The Israeli national at the center of a probe into a Staten Island congressman’s 2010 election bid was a suspect in a sprawling ecstasy drug investigation, prosecutors said in Brooklyn federal court yesterday.
Prosecutors are trying to flip Ofer Biton into ratting on Rep. Michael Grimm (R-SI), and are using a decade-old search warrant to convince a judge to keep him behind bars on a visa-fraud charge so he doesn’t flee to Israel, sources said.
Federal agents in 2002 found a loaded 9mm semiautomatic pistol while searching his apartment complex during a drug probe, prosecutors said.
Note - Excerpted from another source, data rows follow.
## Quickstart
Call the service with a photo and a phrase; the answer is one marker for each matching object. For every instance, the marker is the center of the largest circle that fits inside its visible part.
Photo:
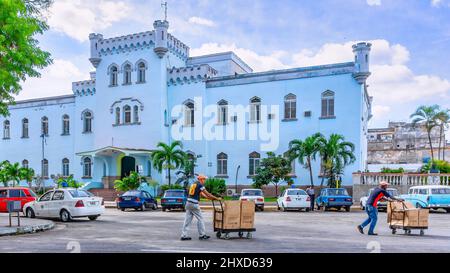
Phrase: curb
(8, 231)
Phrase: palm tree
(305, 151)
(168, 157)
(336, 154)
(443, 121)
(426, 115)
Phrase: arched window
(290, 106)
(253, 163)
(113, 72)
(136, 114)
(6, 129)
(328, 104)
(44, 168)
(87, 167)
(65, 167)
(141, 72)
(222, 110)
(117, 115)
(127, 74)
(44, 126)
(87, 122)
(189, 113)
(127, 114)
(25, 164)
(25, 128)
(222, 164)
(66, 125)
(255, 109)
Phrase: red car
(22, 194)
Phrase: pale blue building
(146, 89)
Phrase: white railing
(400, 179)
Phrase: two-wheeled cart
(402, 220)
(224, 233)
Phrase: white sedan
(294, 199)
(65, 204)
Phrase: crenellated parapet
(190, 74)
(84, 88)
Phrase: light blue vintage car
(431, 196)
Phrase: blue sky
(411, 40)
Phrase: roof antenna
(164, 4)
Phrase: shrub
(216, 186)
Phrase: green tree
(336, 154)
(426, 115)
(131, 182)
(168, 157)
(305, 152)
(20, 55)
(272, 169)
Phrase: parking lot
(157, 231)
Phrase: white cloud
(374, 2)
(78, 18)
(201, 21)
(55, 80)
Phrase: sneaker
(360, 229)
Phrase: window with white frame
(222, 112)
(222, 164)
(290, 106)
(253, 164)
(255, 109)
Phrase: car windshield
(252, 193)
(440, 191)
(174, 194)
(337, 192)
(296, 192)
(80, 193)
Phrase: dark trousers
(312, 198)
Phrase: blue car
(136, 199)
(430, 196)
(334, 198)
(174, 199)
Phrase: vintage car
(337, 198)
(431, 196)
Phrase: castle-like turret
(362, 56)
(95, 56)
(161, 28)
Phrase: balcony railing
(401, 179)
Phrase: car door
(42, 206)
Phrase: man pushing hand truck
(196, 190)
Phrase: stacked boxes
(235, 215)
(404, 214)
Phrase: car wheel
(30, 213)
(64, 215)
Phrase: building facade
(403, 145)
(147, 89)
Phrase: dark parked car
(173, 199)
(138, 200)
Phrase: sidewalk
(27, 225)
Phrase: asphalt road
(156, 231)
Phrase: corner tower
(161, 28)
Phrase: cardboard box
(247, 214)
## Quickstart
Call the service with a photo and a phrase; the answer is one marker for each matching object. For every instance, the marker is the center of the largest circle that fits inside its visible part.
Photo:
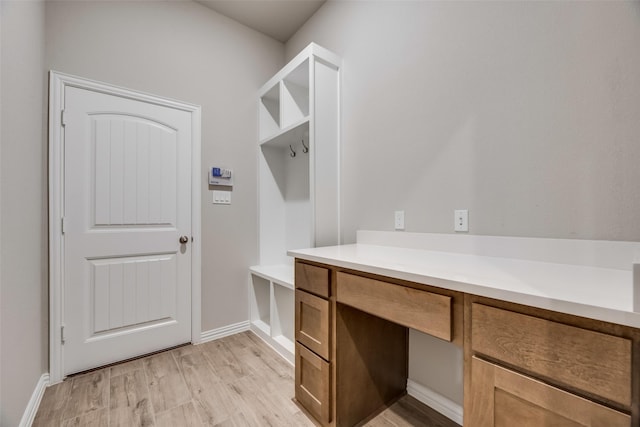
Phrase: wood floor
(233, 381)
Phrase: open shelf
(292, 134)
(261, 303)
(272, 307)
(298, 192)
(281, 274)
(294, 95)
(270, 112)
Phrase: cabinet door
(312, 322)
(504, 398)
(312, 384)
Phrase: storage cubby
(298, 170)
(270, 112)
(295, 96)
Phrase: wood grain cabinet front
(313, 382)
(504, 398)
(424, 311)
(571, 357)
(312, 323)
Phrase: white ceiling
(279, 19)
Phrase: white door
(127, 207)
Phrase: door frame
(57, 84)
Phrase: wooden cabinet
(355, 328)
(546, 369)
(313, 341)
(313, 383)
(524, 366)
(424, 311)
(505, 398)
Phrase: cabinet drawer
(312, 279)
(590, 361)
(312, 384)
(503, 398)
(312, 322)
(421, 310)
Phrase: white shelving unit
(298, 193)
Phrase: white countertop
(593, 292)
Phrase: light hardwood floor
(234, 381)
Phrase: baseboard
(34, 403)
(224, 331)
(435, 401)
Investigators searching the Southern California apartment complex where Biton then lived also discovered a California driver's license, a Social Security card, and other documents in the name of "Haim Morziane," which prosecutors said was an alias used at the time by Biton.
Biton raised thousands of dollars for Grimm during his 2010 campaign, which the FBI and federal prosecutors are investigating for financial irregularities, a source said.
Despite having the alias printed on it, that California driver's license clearly bore Biton's photograph, Brooklyn Assistant US Attorney Anthony Capozzolo told a judge yesterday.
Defense attorney John Meringolo countered that Biton is a businessman who owns several restaurants in Manhattan and insisted that he is innocent of any wrongdoing.
Officials said that Biton was never charged in that 2002 ecstasy probe.
“The only issue here is risk of flight,” said Brooklyn federal Magistrate Judge Marilyn Go.
The judge said she was "concerned," because Biton's past use of identification cards issued in the name of an alias suggests he has skills that could be used in an effort to flee the United States if he makes bail.
Biton remains in custody, but the judge said she will reconsider Meringolo's request to allow him out on bail at a future court date.